If we will have good relationships, we can prosper all 👍
Greetings to my Hungarian friends 😉👍
That was the magyar empire managing several ethnic groups
Oh höhöhöhöhöö this will be a spicy meatball
Hungarians are and were always a minority in Transilvania,Romanians were always a majority under occupation,so yeah Trianon was a fair Thing
So what is the link with the Finnish & Hungarian language? Not alike but linked. Why?
The thory is that abaut 2000 years ago it was a single language spoken in siberia, but since then they deverged so much there is little to no relation left today. Hungarians and their relatives (many of whome still live in siberia) went south and were influanced by turkick, iranian and later slavick and germanic languages and the finns and their relatives (including estonians) went north and were influanced by skandanavian languages.
@@swabianbug Thank you, Kiitos. This has always baffled me.
@@swabianbug2000 years ago is too late. The latest date for when Proto-Finno-Ugric existed, from which Finnish and Hungarian eventually evolved from, is 4000 years ago. In fact, 2000 years ago the ancestors of Finns were already in northeastern Baltic region and had not been in the Ural region for a long, long time. 2000 years ago is closer to when Hungarians branched off from their closest linguistic relatives, the Ob-Ugrian Khanty and Mansi.
@@jokemon9547 Oh yeah you're right. I was guessing the number to be honest.😅
1. The Wilsonian principles provided for autonomy based on national criteria in a certain legally recognized territory, not in every town or village. Americans did not like anarchy and did not want such a thing. The Hungarians were a minority in Transylvania and in the territories belonging to it. This explains the fact that some areas where they were the majority remained in Romania.
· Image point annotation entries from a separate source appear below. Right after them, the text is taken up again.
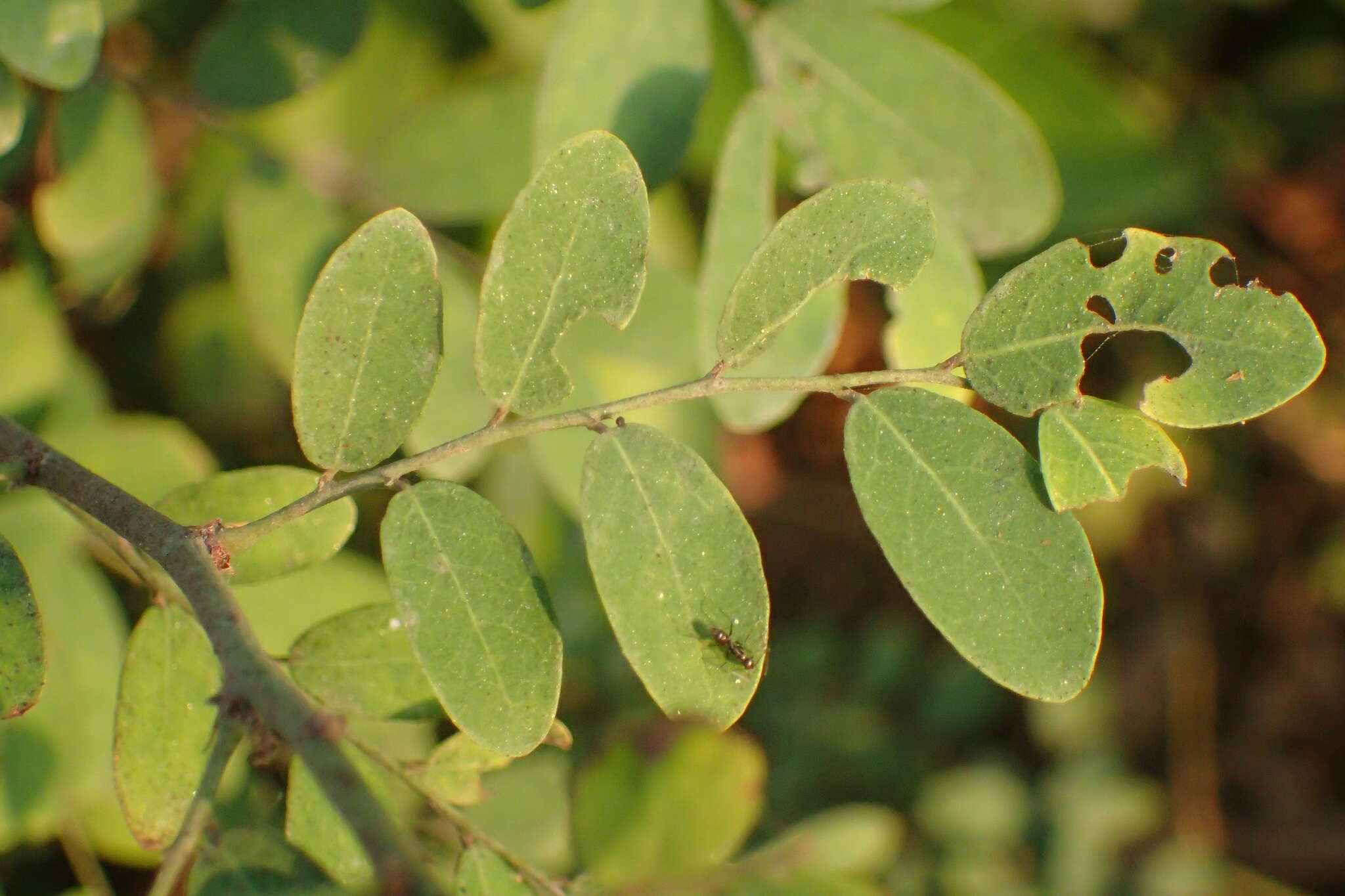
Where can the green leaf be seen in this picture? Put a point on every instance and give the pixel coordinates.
(455, 406)
(1090, 450)
(674, 559)
(51, 42)
(277, 234)
(255, 861)
(1250, 349)
(862, 230)
(957, 505)
(369, 344)
(482, 872)
(261, 53)
(242, 496)
(870, 97)
(314, 825)
(740, 215)
(144, 454)
(164, 721)
(454, 771)
(572, 245)
(689, 809)
(477, 613)
(856, 839)
(24, 666)
(635, 68)
(460, 156)
(100, 215)
(361, 662)
(34, 351)
(14, 109)
(280, 610)
(648, 355)
(929, 314)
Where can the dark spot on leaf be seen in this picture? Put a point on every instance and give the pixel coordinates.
(1164, 259)
(1223, 272)
(1102, 308)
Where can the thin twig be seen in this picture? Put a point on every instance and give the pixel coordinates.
(494, 433)
(228, 736)
(466, 829)
(254, 681)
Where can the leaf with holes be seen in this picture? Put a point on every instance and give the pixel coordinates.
(242, 496)
(674, 561)
(164, 721)
(1090, 450)
(740, 215)
(636, 69)
(477, 613)
(572, 245)
(361, 662)
(20, 639)
(858, 230)
(369, 344)
(1250, 349)
(866, 96)
(957, 505)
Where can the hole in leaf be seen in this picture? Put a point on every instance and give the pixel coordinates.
(1105, 246)
(1223, 272)
(1102, 308)
(1121, 363)
(1164, 259)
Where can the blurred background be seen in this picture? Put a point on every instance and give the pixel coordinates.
(1206, 756)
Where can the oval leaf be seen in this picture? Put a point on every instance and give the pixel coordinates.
(956, 503)
(862, 230)
(164, 721)
(51, 42)
(1090, 450)
(261, 53)
(242, 496)
(572, 245)
(477, 614)
(369, 344)
(361, 662)
(635, 68)
(740, 215)
(1250, 349)
(870, 97)
(689, 809)
(674, 561)
(24, 666)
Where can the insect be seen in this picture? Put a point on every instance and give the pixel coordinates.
(734, 648)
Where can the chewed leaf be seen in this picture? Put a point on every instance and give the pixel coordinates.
(478, 617)
(866, 96)
(24, 666)
(858, 230)
(572, 245)
(361, 662)
(1250, 349)
(164, 721)
(369, 344)
(676, 562)
(1090, 450)
(956, 504)
(242, 496)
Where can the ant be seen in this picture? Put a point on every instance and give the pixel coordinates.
(734, 648)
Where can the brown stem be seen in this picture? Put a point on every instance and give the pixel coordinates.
(252, 679)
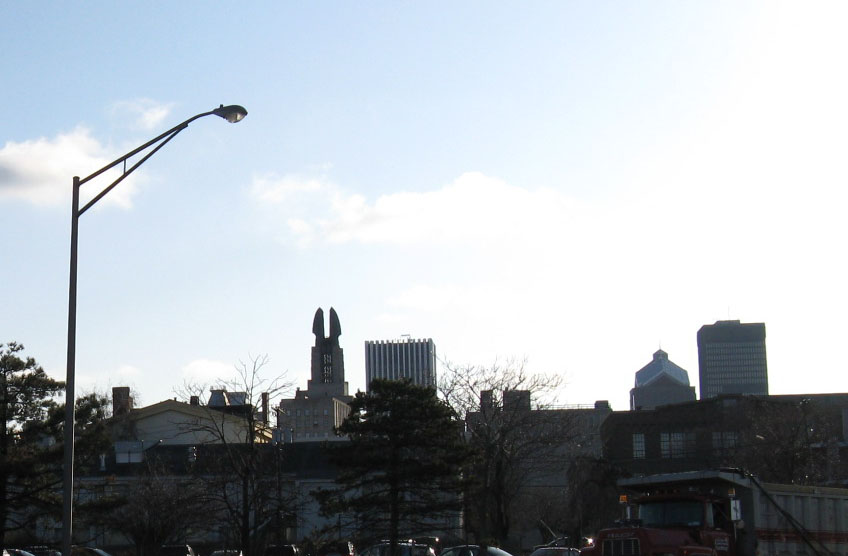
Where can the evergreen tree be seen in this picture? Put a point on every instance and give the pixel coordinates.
(401, 470)
(28, 457)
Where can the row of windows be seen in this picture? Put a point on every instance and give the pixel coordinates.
(675, 445)
(306, 412)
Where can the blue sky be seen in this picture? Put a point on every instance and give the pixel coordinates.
(574, 183)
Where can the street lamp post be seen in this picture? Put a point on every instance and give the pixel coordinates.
(232, 114)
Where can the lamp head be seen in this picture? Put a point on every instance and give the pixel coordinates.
(232, 113)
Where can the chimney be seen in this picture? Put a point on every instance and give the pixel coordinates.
(121, 400)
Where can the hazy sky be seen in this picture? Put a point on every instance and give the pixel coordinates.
(572, 183)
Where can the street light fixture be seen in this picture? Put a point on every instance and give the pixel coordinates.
(233, 114)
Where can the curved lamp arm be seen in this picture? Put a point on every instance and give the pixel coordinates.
(232, 113)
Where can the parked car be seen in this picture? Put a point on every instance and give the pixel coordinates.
(176, 550)
(404, 549)
(473, 550)
(555, 551)
(226, 552)
(42, 550)
(88, 551)
(340, 548)
(16, 552)
(282, 550)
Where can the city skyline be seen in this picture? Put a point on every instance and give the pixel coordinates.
(575, 184)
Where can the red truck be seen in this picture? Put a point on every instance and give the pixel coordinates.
(725, 513)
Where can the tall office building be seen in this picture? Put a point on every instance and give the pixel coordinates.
(732, 358)
(398, 359)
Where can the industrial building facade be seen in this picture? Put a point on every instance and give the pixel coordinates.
(399, 359)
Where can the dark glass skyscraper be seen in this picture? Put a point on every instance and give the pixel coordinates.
(732, 358)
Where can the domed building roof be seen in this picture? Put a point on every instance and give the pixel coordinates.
(659, 367)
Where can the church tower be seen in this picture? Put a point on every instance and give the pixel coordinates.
(327, 358)
(314, 414)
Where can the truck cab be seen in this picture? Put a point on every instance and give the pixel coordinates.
(670, 524)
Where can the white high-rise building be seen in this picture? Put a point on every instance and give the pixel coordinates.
(399, 359)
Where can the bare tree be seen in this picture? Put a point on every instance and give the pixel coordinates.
(518, 443)
(239, 462)
(157, 508)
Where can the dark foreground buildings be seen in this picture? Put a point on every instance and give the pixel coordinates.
(799, 439)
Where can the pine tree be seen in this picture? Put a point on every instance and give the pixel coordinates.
(401, 471)
(28, 460)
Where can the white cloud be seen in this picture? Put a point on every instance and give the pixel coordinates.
(274, 189)
(145, 114)
(40, 171)
(206, 371)
(472, 208)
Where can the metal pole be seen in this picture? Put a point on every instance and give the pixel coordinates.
(70, 399)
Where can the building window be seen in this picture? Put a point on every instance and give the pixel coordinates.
(676, 445)
(724, 440)
(327, 370)
(638, 445)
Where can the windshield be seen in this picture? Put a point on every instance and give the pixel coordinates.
(668, 514)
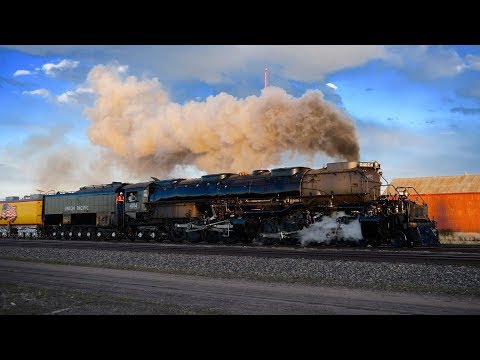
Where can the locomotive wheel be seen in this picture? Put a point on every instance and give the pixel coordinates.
(213, 236)
(177, 234)
(398, 239)
(194, 236)
(153, 235)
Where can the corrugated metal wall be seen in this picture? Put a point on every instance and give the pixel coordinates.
(457, 212)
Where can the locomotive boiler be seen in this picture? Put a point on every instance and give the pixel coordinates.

2. Shortly after the conquest of Transylvania, the Hungarians forbade the majority of Romanians to live in cities. They tried to invoke at Trianon the fact that in 1918 the cities were Hungarian majorities in Transylvania, but their own reports showed that never in Transylvania's history were Hungarians the majority in Transylvania.
3. The Hungarians are great specialists in using false maps in their revisionist propaganda.
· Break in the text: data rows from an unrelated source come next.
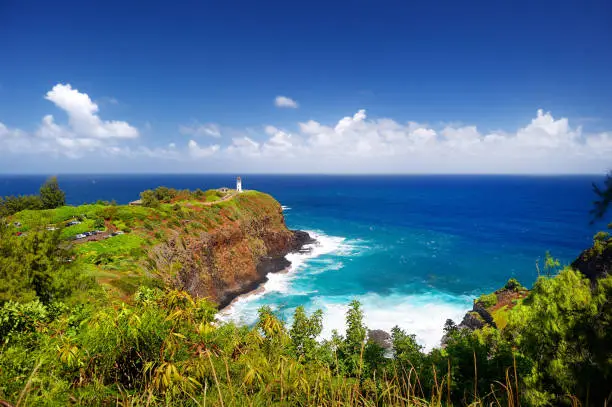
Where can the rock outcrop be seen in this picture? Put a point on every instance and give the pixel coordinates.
(248, 240)
(595, 262)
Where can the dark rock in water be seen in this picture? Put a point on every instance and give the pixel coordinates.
(300, 239)
(594, 263)
(477, 318)
(472, 321)
(484, 314)
(381, 338)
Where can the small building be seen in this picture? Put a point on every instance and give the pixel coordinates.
(238, 184)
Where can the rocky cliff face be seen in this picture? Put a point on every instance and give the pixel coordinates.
(595, 262)
(249, 240)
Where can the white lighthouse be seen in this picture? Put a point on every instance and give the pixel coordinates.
(238, 184)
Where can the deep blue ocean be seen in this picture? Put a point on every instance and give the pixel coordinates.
(414, 250)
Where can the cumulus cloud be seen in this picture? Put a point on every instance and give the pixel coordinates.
(352, 144)
(199, 152)
(284, 101)
(358, 144)
(208, 129)
(82, 115)
(85, 131)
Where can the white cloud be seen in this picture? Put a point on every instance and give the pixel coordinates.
(196, 129)
(284, 101)
(86, 132)
(355, 143)
(199, 152)
(82, 115)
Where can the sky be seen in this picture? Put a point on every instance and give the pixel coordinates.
(306, 87)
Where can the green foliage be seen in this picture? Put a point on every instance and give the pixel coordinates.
(61, 345)
(304, 332)
(51, 195)
(149, 199)
(513, 285)
(563, 327)
(487, 300)
(98, 224)
(35, 265)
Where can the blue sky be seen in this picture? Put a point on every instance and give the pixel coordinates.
(191, 86)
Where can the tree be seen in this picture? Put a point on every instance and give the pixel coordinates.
(355, 329)
(604, 195)
(149, 199)
(51, 195)
(304, 332)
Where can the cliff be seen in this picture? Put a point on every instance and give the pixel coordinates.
(212, 244)
(232, 257)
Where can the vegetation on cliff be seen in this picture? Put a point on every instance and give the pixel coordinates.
(68, 338)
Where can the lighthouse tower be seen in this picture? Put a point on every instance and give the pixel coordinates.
(238, 184)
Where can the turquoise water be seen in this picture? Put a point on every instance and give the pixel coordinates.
(414, 250)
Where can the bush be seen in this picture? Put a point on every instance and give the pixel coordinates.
(99, 224)
(513, 285)
(487, 300)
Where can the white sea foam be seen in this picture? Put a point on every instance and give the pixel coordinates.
(241, 311)
(420, 314)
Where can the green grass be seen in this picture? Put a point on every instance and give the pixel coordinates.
(116, 245)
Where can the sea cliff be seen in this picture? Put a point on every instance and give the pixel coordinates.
(211, 244)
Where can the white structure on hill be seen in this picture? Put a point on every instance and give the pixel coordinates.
(238, 184)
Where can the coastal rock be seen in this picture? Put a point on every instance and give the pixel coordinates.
(234, 256)
(478, 317)
(594, 263)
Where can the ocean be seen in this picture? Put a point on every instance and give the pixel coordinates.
(414, 250)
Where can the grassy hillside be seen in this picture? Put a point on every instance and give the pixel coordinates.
(117, 261)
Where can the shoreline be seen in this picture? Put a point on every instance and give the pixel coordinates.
(277, 264)
(260, 289)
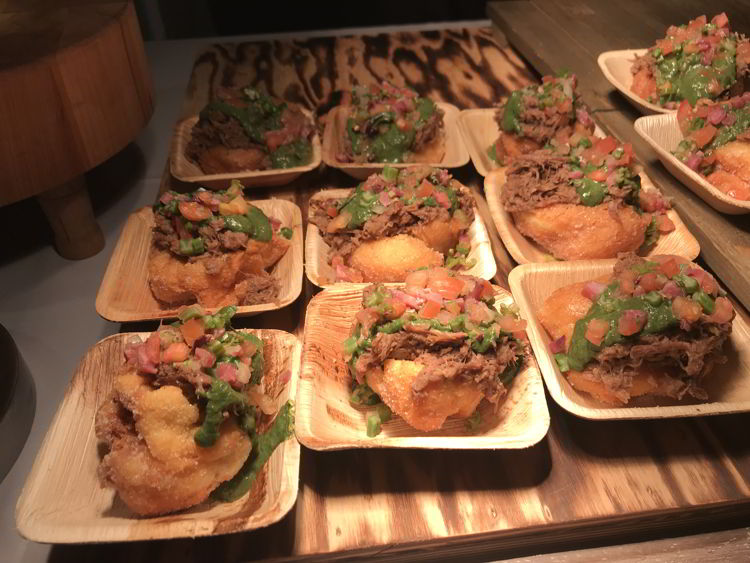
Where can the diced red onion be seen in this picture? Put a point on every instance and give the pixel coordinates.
(558, 345)
(592, 290)
(694, 160)
(671, 290)
(716, 114)
(409, 300)
(227, 372)
(729, 119)
(583, 116)
(205, 357)
(442, 199)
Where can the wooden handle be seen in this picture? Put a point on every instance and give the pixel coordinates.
(68, 210)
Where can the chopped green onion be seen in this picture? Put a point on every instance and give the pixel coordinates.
(373, 425)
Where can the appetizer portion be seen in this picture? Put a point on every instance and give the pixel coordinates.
(693, 61)
(214, 248)
(395, 222)
(432, 349)
(185, 416)
(583, 200)
(716, 143)
(387, 123)
(655, 327)
(537, 114)
(247, 130)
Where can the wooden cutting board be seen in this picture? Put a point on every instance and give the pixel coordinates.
(587, 482)
(570, 35)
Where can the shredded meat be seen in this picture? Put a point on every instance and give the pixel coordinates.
(538, 180)
(396, 219)
(444, 355)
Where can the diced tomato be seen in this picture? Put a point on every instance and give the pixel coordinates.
(425, 189)
(704, 135)
(720, 20)
(606, 145)
(487, 290)
(416, 280)
(153, 347)
(652, 281)
(395, 308)
(644, 84)
(205, 357)
(684, 113)
(723, 313)
(192, 330)
(596, 330)
(447, 288)
(599, 175)
(664, 224)
(176, 352)
(511, 324)
(686, 309)
(430, 310)
(248, 348)
(631, 321)
(669, 268)
(665, 45)
(194, 211)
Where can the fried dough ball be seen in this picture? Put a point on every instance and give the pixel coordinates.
(153, 460)
(578, 232)
(558, 315)
(439, 235)
(733, 174)
(392, 258)
(212, 280)
(219, 159)
(428, 409)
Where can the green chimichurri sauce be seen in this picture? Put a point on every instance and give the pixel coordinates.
(263, 446)
(511, 122)
(610, 308)
(296, 153)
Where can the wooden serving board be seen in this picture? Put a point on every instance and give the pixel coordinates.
(571, 35)
(585, 483)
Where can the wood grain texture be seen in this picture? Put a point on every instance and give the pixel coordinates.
(124, 294)
(319, 271)
(663, 133)
(728, 386)
(63, 502)
(615, 66)
(571, 34)
(455, 154)
(586, 483)
(184, 170)
(76, 89)
(326, 420)
(526, 251)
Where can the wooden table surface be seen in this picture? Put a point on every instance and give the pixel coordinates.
(585, 481)
(570, 34)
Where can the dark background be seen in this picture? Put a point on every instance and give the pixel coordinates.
(179, 19)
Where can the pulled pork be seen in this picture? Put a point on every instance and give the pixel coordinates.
(538, 180)
(444, 355)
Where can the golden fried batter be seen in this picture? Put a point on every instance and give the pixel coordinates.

4. The Hungarians claim to be victims of the Treaty of Trianon, but they never say how much injustice and crimes they committed against the majority ethnic groups in the territories they lost.
“Amazing, every word of what you just said... was wrong.”
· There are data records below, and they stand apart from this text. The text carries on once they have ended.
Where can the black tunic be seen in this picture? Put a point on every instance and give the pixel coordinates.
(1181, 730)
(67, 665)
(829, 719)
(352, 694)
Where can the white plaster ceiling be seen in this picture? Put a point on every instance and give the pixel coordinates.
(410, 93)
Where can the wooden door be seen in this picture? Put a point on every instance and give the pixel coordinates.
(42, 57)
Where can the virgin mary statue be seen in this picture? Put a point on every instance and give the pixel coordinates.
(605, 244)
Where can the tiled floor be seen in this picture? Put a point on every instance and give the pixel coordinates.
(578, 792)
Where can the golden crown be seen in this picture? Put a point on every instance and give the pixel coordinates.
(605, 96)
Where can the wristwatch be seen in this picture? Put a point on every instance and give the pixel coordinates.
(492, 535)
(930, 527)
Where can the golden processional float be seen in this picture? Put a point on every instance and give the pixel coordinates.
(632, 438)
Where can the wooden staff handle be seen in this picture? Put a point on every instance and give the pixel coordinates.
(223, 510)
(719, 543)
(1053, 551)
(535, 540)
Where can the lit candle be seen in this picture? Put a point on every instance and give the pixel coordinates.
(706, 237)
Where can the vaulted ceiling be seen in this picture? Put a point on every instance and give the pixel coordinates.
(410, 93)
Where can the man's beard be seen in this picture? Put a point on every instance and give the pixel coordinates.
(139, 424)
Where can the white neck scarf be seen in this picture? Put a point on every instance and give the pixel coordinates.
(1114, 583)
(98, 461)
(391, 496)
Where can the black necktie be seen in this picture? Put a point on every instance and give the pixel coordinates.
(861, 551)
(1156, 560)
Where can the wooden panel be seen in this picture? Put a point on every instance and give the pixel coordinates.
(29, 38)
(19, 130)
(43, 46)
@@thepinkpanther249 no, he is right. Forced magyarization and treating romanians as second class citizens in their own lands is very well documented for example. There are well documented cases of romanians forced to change their name and to hungarian and religion to Catholicism. Romanians and their ancestors had been living there for thousands of years, of course the magyars had to convert them since they were small population of immigrants.
@@thepinkpanther249 Well prove him wrong???
Coincidentally, my next door neighbor’s parents came here to Oregon, USA from Hungary 😸
Attention,they will start to magyarise you.They will declare the area to be hungarian land.